Pemetaan Dengan Sistem Informasi Geografis

Dalam SIG terdapat berbagai peran dari berbagai unsur, baik manusia sebagai ahli dan sekaligus operator, perangkat/alat (lunak/keras) maupun objek permasalahan. SIG adalah sebuah rangkaian sistem yang memanfaatkan teknologi digital untuk melakukan analisis spasial. Sistem ini memanfaatkan perangkat keras dan lunak komputer untuk melakukan pengolahan data seperti : 1)perolehan dan verifikasi, 2)kompilasi, 3)penyimpanan, 4)pembaruan dan perubahan, 5)manajemen dan pertukaran 6)manipulasi, 7)penyajian, 8)analisis (Tor, Bern hardsen, 1992).
Secara garis besar ada tiga macam data dalam sistem informasi geografi yaitu : (1) data grafis yang terdiri dari data raster yang merupakan semua data digital yang didapatkan dalam hasil scanning yang belum dalam format vector, selanjutnya data digital yaitu data hasil digitasi yang telah dilengkapi data teks dan atribut lainya (2) data tabular adalah data-data selain data grafis yang berupa data pendukung berupa teks, angka symbol, dan lainya (3) data vektor yang telah memiliki koordinat x dan y dan telah dilengkapi dengan data atau informasi objek (Fiantis,2003).
Konsep sistem informasi memang sudah hadir sebelum teknologi komputer berkembang pesat seperti pada saat ini. Dengan demikian, sistem informasi yang berkembang pertama kali adalah sistem informasi yang tidak berbasiskan (mendapat dukungan) komputer. Jumlah sistem informasi ini secara alamiah makin hari makin meningkat sehingga tak terkendali, sehingga pada saat teknologi komputer hadirpun, tidak semua sistem informasi ini siap untuk diadaptasikan dengan sistem komputer. Hal ini disebabkan oleh berbagai faktor seperti : jumlah sistem informasi yang cukup banyak, dana yang terbatas, karakteristik sistem informasi sangat sederhana (kompleksitas relatif rendah), potensi pengguna sistem informasi relatif tidak tinggi, kebutuhan kecepatan akses data tidak terlalu dipentingkan, kompleksitas organisasi realtif rendah, sistem informasi bersifat manual hingga semi otomatis (dengan bantuan alat bantu mekanik dan elektronik selain komputer dan peripheral-nya) dan tetap mempertahankan tenaga manusia, dan sebab-sebab lainnya (Prahasta, 2002).

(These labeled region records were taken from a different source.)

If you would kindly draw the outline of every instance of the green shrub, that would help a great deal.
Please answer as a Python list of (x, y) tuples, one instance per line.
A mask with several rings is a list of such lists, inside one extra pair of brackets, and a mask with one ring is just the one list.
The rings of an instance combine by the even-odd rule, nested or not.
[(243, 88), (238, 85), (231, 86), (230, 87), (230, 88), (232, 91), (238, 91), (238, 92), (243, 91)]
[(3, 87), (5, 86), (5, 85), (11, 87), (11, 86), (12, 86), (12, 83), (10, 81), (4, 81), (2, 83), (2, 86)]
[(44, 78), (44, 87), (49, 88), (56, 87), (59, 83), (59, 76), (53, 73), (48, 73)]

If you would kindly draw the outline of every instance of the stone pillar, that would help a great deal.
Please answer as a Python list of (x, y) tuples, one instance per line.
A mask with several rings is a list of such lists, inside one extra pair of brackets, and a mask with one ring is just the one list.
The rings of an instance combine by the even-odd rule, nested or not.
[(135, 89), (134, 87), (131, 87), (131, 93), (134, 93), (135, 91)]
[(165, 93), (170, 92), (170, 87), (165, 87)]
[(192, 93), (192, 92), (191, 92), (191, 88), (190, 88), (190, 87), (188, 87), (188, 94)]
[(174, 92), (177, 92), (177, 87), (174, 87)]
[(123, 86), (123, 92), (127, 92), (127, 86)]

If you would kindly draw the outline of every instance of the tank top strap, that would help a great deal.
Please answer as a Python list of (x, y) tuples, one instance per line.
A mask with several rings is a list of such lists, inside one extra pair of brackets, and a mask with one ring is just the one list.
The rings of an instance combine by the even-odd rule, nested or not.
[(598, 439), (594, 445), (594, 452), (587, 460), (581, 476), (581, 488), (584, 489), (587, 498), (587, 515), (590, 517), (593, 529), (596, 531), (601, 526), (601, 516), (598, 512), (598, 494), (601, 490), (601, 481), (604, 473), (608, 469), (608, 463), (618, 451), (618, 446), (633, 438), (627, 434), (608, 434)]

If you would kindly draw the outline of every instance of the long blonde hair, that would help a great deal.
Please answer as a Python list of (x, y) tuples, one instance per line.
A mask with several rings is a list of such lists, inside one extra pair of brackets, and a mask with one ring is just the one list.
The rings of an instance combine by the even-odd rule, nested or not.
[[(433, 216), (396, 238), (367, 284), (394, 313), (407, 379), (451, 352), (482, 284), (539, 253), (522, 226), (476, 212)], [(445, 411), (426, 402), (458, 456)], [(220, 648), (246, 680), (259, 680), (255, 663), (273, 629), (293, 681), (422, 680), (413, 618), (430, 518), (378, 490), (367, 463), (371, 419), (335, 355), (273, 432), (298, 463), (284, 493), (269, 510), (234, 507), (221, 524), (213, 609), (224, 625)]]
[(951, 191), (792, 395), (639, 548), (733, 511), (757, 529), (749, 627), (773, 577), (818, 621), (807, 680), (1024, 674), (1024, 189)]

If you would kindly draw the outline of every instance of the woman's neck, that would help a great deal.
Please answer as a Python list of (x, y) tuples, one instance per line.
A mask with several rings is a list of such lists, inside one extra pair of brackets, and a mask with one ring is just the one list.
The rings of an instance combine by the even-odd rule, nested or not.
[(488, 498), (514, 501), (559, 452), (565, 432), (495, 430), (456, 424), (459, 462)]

Pada dasarnya, istilah sistem informasi geografis merupakan gabungan dari tiga unsur pokok: sistem, informasi dan geografis. Dengan demikian, pengertian terhadap ketiga unsur-unsur pokok ini akan sangat membantu dalam memahami SIG. Dengan melihat unsur-unsur pokoknya, maka jelas SIG merupakan salah satu sistem informasi, atau SIG merupakan suatu sistem yang menekankan pada unsur “informasi geografis”.
Prahasta (2002) menjelaskan bahwa SIG dapat diuraikan menjadi beberapa subsistem berikut:
a. Data Input : Subsistem ini bertugas untuk mengumpulkan dan mempersiapkan data spasial dan atribut dari berbagai sumber. Subsistem ini pula yang bertanggung jawab dalam menkonversi atau mentransformasikan format - format data aslinya ke dalam format yang dapat digunakan oleh SIG.
b. Data Output : Subsistem ini menampilkan atau menghasilkan keluaran seluruh atau sebagian basis data baik dalam bentuk hardcopy seperti : table, grafik, peta, dan lain-lain.
c. Data Management : Subsistem ini mengorganisasikan baik data spasial maupun atribut ke dalam sebuah basisdata sedemikian rupa sehingga mudah dipanggil, di-update, dan diedit.
d. Data Manipulation : Subsistem ini menentukan informasi-informasi yang dapat dihasilkan oleh SIG.